Monday, June 15, 2009

Summer Moves Along

This summer I am growing beans, onions, a giant bowl of mixed herbs, carrots, mixed spring greens, broccoli and strawberries up on my decks. In the abandoned illegal dumping lot next to our condo, I have randomly chucked sunflowers, more beans and onions, and a few cherry tomatoes to compete with the black eyed Susan seeds I threw out there a few years ago. So for a few months the weedy backlot becomes pretty, before the Kudzu crawls over everything.

It's easier than you think to grow stuff in the middle of the city. The cranky old curmudgeon who owns the urban brownlot next to us has no idea that some of my other neighbors are now farming his unused land outright, putting out rows of produce that put my small unstructured efforts to shame. Next up for me: Pumpkins. There will be a pumpkin patch back there with the abandoned electronics, rotting trailers, and occasional homeless folk getting a night away from the shelter.

I like raising stuff downtown, especially the kids. The picture at the top of this entry is Diana playing in the water element at the Atlanta Botanical Garden. While we don't have a yard, I don't think the girls are lacking for it. We go to the park and the museum almost every weekend. Next weekend I am driving them out to the middle of nowhere to visit my Grandfather, and they can play on a small farm.

I have no idea how the idea of cities being sterile came to be; ours is verdant, lush, and if anything, overrun with greenery and twisting vines. This year flash floods have town new gulleys wherever they could, changing the slope of the land and spreading thin layers of silt across some roads that had to be cleaned. You can hear chickens in the morning, and count all kinds of bees and insects at all times of day. Giant trees are far more common here than in the suburbs. When you come to visit, we will share our green food with you, and you can watch the children grow, and relax; it's much too hot to do anything else.

Tuesday, June 02, 2009

Summer 2009

It's summer now, and after weeks of rain the Atlanta sun is on steaming the hell out of everything.

The husband had sinus surgery just before Memorial Day weekend, and spends most of his days fighting horrible headaches as he heals up. The doctors went in and also re-arranged the bones of his skull around his nose, correcting a deviated septum. After observing the pain and discomfort of healing, neither of us can believe that people elect to have nose jobs voluntarily.

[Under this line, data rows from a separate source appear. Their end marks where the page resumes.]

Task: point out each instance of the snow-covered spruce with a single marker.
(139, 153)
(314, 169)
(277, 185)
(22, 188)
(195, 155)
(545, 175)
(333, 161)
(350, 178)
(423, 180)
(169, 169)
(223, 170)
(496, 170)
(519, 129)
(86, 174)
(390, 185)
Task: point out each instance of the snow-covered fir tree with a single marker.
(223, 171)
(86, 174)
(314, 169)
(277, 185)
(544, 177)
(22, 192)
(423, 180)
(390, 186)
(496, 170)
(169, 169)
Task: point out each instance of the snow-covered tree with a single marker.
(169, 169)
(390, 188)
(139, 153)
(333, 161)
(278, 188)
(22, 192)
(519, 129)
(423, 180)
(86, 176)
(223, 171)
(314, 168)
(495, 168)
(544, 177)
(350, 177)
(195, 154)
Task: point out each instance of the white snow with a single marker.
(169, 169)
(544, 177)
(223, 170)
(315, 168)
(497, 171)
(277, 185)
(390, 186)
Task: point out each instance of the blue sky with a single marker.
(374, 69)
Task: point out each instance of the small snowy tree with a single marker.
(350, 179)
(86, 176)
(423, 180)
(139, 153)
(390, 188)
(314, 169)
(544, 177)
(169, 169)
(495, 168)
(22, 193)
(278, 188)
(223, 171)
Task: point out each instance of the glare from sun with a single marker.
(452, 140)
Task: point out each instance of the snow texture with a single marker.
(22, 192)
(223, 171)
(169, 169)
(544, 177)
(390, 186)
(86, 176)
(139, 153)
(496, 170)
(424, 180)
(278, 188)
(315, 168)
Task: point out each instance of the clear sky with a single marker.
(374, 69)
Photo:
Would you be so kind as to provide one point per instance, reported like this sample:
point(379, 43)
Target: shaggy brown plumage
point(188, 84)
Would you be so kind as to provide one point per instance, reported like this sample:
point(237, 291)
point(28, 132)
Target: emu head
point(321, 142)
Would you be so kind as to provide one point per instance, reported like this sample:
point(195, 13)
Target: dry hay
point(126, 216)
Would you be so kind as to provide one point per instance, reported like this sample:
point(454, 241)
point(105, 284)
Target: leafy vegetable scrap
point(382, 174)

He still has plastic plates up in there, holding things together until the bone mends. This causes a whistle at night while he rests, and sometimes I have to sleep in our spare room. We're both impatient for him to feel better, to mend, but we knew going in that he would have a long, slow recovery. That's why he took the summer off from law school.

The girls are growing just fine; Dot jumps around and makes up stories and pretends to cook. Diana is walking now, and beginning to speak. They both have Winn's skin coloring, blue eyes and light brown hair, but that's where all similarity ends. Dot eyes are almond shaped and her hair straight. Diana's eyes are big and round and her hair curls in fat baby ringlets. The girls keep us running all weekend, every weekend. They are bundles of energy that left undirected would be incredibly destructive.

We visit museums, we visit parks, we visit the library. We pretend picnics, we feed the stuffed animals, we read stories. We collapse at night on weekdays, and on weekends raise our fists in silent joyous triumph after they're in bed by 8:30. I can't believe I ever thought I would be able to do this on my own.

Even with two active parents, I still sometimes need help; thank goodness we chose Tony and Andrew as godparents. Seriously, without them, the house would at times cease to function. Andrew was there to pick up Winn from surgery, and they've picked up the girls or babysat on the spot a great number of times.

This is all I can think of to wrote about tonight. I'm trying to get back nto the habit, and it isn't easy. Things might be rather bland over here until I can regain my knack. I suppose at this point I'm really writing for myself now, a kind of public diary I use for reference.